Having researched and spoken to friends on how best to prepare for an Olympic distance triathlon the message was clear – no fitness could be gained in the week preceding the race, but much could be lost. Therefore the main aim for me was to keep my body sharp, build confidence and get the basics right. With this in mind, my strategy was to reduce the length of the training sessions but keep the intensity at race pace or above. Before this though, I had a tough weekend of training.
First up was LTR+ on Friday night – a 90 minute, 9 mile hard trail run around Jeffery Hill, Longridge on an undulating course. This included a detour through pheasant breeding grounds in what can only be described as like running through a real life Duck Hunt on my old NES!
Saturday – My goal for this session was to replicate the race with a hard session at a similar time of day to my race wave. This was through a hard, 1900m swim set in Salford Quay, followed by a 2-lap reccy of the tri bike course. The swim was by far my best in open water, I got to know the transition and the bike course and the whole exercise really built some confidence.
Sunday – I was hoping to do a 40km bike TT but the typical August Ribble Valley weather mean’t a 60 min indoor turbo set was the best I could do. This was my final full distance set.
Monday – Race prep – bike serviced. My training was a mini-tri at race pace intensity, with a reduced set. This involved a 1000m swim, 15km bike and a 4.5km run.
Tuesday – Rest.
Wednesday – Decision time! Despite advise from several friends against getting aero-bars at this late stage, I just couldn’t resist, particularly with the strong winds forecasted. This was a double-edged sword in the sense that the wind would make getting used to the bars difficult, but if I could conquer them there was significant gains to be had come race day. My first run out was at the NWRC 10-mile TT on the Bashall Circuit. Strong winds made it a bit of a baptism of fire but came away with a time of 27.11. Overall this was a great exercise and made up my mind that the aeros were on for the race.
Thursday – Tri course reccy with the boys. One trott around the run course, followed by a spin around the bike course. Rain started half way round the bike course and we quickly realised that if the weather was against us on race day, the bike leg was going to be a tough one.
Friday – Easy 800m swim followed by a mega 10 hour sleep! Just what I needed.
Sat – 4km run starting slowly building to race pace. Now off to Salford to register. Got back home in good time and had an hour practicing my bike to run transition. Decided my best option would be to loosen my ratchet buckle on my cycling shoes when coming in to T2, then to stop and dismount rather than attempt a flying dismount. Tri specific shoes are definitely needed for this!

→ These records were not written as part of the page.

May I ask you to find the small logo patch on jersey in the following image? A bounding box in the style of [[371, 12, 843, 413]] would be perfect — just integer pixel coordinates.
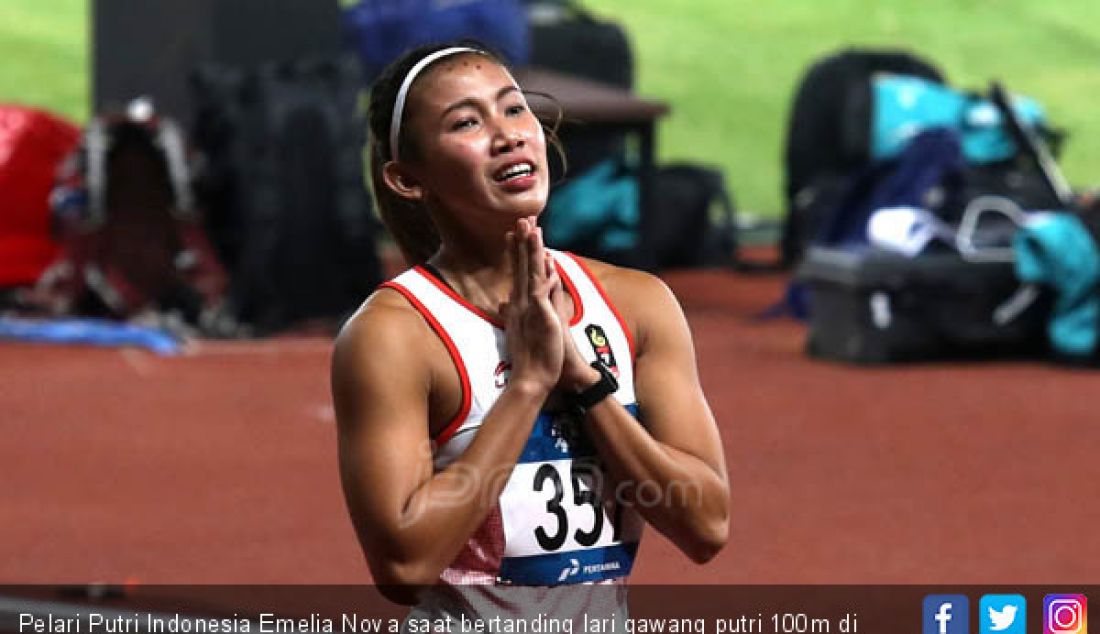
[[584, 324, 618, 378]]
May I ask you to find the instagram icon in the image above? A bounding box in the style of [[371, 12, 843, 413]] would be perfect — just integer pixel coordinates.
[[1043, 594, 1089, 634]]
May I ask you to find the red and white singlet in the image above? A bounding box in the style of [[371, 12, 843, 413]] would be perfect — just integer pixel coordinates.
[[384, 251, 642, 606]]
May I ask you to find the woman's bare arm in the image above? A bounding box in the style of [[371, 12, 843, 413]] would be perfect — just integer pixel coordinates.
[[332, 216, 562, 586], [567, 263, 729, 562]]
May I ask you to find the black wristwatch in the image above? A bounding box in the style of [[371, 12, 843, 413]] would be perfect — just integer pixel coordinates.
[[573, 361, 618, 416]]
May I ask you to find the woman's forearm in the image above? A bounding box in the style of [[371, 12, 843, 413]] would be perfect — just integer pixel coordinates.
[[584, 398, 729, 562]]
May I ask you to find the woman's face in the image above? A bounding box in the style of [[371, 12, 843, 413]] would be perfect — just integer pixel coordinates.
[[406, 54, 549, 228]]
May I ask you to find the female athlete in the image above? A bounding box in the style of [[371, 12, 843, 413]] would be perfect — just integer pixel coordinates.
[[332, 46, 728, 617]]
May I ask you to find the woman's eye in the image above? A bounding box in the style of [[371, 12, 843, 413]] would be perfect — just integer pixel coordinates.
[[451, 117, 477, 130]]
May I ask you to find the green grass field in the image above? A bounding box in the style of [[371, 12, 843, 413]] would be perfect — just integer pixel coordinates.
[[0, 0, 1100, 216]]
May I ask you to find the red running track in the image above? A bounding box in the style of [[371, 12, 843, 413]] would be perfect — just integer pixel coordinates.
[[0, 267, 1100, 584]]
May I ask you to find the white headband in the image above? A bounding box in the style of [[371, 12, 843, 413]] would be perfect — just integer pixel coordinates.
[[389, 46, 485, 161]]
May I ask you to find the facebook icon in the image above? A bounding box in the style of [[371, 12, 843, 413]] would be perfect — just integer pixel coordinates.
[[921, 594, 970, 634]]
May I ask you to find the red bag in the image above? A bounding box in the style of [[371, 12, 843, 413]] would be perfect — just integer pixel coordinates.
[[0, 105, 80, 288]]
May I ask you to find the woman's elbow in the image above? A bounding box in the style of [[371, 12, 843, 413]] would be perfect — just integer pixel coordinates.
[[684, 514, 729, 564], [369, 557, 439, 605]]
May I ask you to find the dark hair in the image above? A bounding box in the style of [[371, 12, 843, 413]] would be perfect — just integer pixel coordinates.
[[369, 40, 564, 264]]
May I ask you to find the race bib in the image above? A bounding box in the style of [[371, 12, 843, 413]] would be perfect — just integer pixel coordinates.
[[499, 405, 641, 586]]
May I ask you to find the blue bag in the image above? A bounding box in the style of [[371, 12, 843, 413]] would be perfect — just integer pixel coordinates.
[[543, 159, 639, 254], [343, 0, 530, 83], [871, 75, 1046, 164]]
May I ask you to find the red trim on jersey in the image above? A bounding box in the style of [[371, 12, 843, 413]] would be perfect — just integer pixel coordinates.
[[380, 281, 473, 445], [414, 260, 584, 330], [413, 264, 504, 330], [565, 252, 637, 360], [553, 260, 584, 328]]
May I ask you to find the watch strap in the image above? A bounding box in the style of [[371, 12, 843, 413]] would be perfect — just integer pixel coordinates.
[[573, 361, 618, 412]]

I then spent a good 2 hours ensuring all my kit was ready, loading my bike with gels and putting the things for transition in one bag, all my other gear in the other. After the third or fourth time of checking and several shouts of “are you STILL packing?” I realised I needed to chill out – I hadn’t felt this nervous since exams, reflected by a huge PB for toilet stops in a day, a combination of hydrating but mainly pre-race nerves! Had some tea (dinner for you posh people) and tried to relax and take my mind off the race and eventually fell asleep praying for nice weather. Woke up to…gale force wind and driving rain! Brilliant!
Race day – Up at 6.20 am. Muesli, yoghurt, honey and fruit brekkie then off we go. Bike racked, kit neatly positioned and covered then some time spent walking the transition. Watched some of the swim waves including my training buddies and paid attention to where would be a good place to position myself in the water. 15 min running warm up then into my wet suit at 9.00 ready for my wave start at 9.40. By now I had far too much nervous energy and expectation and was just ready to get going – a feeling I shared with everyone else by all accounts.

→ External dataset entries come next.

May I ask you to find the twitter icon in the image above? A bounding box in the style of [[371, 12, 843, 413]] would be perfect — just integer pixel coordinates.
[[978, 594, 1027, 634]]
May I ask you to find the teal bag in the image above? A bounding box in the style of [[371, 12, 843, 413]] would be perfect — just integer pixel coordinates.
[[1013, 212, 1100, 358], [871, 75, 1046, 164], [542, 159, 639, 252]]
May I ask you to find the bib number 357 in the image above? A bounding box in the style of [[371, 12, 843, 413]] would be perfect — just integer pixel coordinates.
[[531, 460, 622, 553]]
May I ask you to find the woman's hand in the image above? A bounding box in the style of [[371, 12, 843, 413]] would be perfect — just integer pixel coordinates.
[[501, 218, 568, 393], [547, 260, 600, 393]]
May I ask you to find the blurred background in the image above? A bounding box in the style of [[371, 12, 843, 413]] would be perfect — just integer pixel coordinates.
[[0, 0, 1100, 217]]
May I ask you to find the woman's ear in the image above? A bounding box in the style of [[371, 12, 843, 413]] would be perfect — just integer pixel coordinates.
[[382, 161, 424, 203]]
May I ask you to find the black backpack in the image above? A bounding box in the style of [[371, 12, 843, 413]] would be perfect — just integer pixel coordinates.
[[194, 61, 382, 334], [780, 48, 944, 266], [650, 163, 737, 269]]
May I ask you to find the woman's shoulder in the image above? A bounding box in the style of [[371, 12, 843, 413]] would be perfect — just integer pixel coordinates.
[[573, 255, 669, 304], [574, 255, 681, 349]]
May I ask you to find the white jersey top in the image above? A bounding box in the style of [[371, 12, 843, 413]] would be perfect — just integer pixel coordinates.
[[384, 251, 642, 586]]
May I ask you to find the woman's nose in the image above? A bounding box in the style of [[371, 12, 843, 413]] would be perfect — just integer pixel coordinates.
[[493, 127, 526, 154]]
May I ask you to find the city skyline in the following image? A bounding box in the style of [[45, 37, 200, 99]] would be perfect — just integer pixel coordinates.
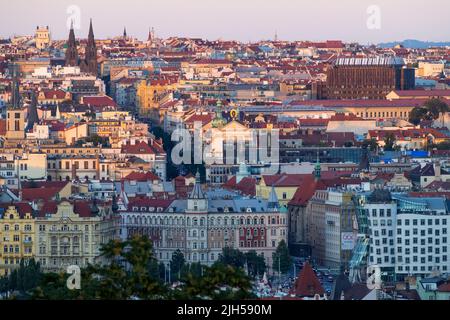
[[0, 0, 450, 44]]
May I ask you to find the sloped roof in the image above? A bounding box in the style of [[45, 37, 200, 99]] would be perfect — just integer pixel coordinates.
[[294, 262, 325, 297]]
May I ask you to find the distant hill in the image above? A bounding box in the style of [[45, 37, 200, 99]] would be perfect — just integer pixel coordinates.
[[378, 39, 450, 49]]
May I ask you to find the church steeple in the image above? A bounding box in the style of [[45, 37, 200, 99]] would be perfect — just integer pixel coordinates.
[[10, 63, 21, 109], [211, 100, 226, 129], [26, 91, 39, 130], [267, 186, 280, 211], [81, 19, 98, 75], [189, 171, 205, 199], [186, 171, 208, 213], [66, 21, 78, 67], [314, 151, 322, 180]]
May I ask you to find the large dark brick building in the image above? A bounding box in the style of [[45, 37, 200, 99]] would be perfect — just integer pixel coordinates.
[[319, 57, 415, 99]]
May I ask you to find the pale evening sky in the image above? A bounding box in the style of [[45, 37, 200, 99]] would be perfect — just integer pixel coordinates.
[[0, 0, 450, 43]]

Wave 6 was called and we were in the water. As advised I took advantage of the 2/3 minute wait and did some strokes. This did me a world of good as I realised everything was going to be ok…and I felt great! Nerves had gone and I was ready to have it!
Swim was steady and well paced (32.06) and I had a good plan of what I was going to do in T1. Had a decent transition (2.44) and I was out on the bike. Oh dear. Ambulances were flying everywhere, it was blowing a gale and I immediately realised this was going to be tough. Kept safe and paced the bike well (each lap was in the 12 minutes for a total of 1:16:02), knowing I had enough in the tank to feel good for the run. This was unchartered territory now!
Had a controlled dismount and executed the transition pretty well (54 secs). Into the run and was happy to say my body and legs had never felt so well oiled and ready to go. I felt well fuelled so thought let’s try do something here. Negative splits on each of the four laps combined for a run time of 41:23. This was a massive PB and was a great way to finish what was an amazing race experience. My total time was 2:33:07 and I finished 64th out of 572 starters.
I was extremely happy with the result and with how the whole experience went. I can safely say my training and preparation helped immensely in allowing me to control and enjoy every single minute of the race.
A big thanks to everyone for coming down to watch and thanks to Rodge at Racepace for getting me into the world of pain also know as Triathlon. Salford really whet my appetite for Tri’s and I will certainly be coming back for more!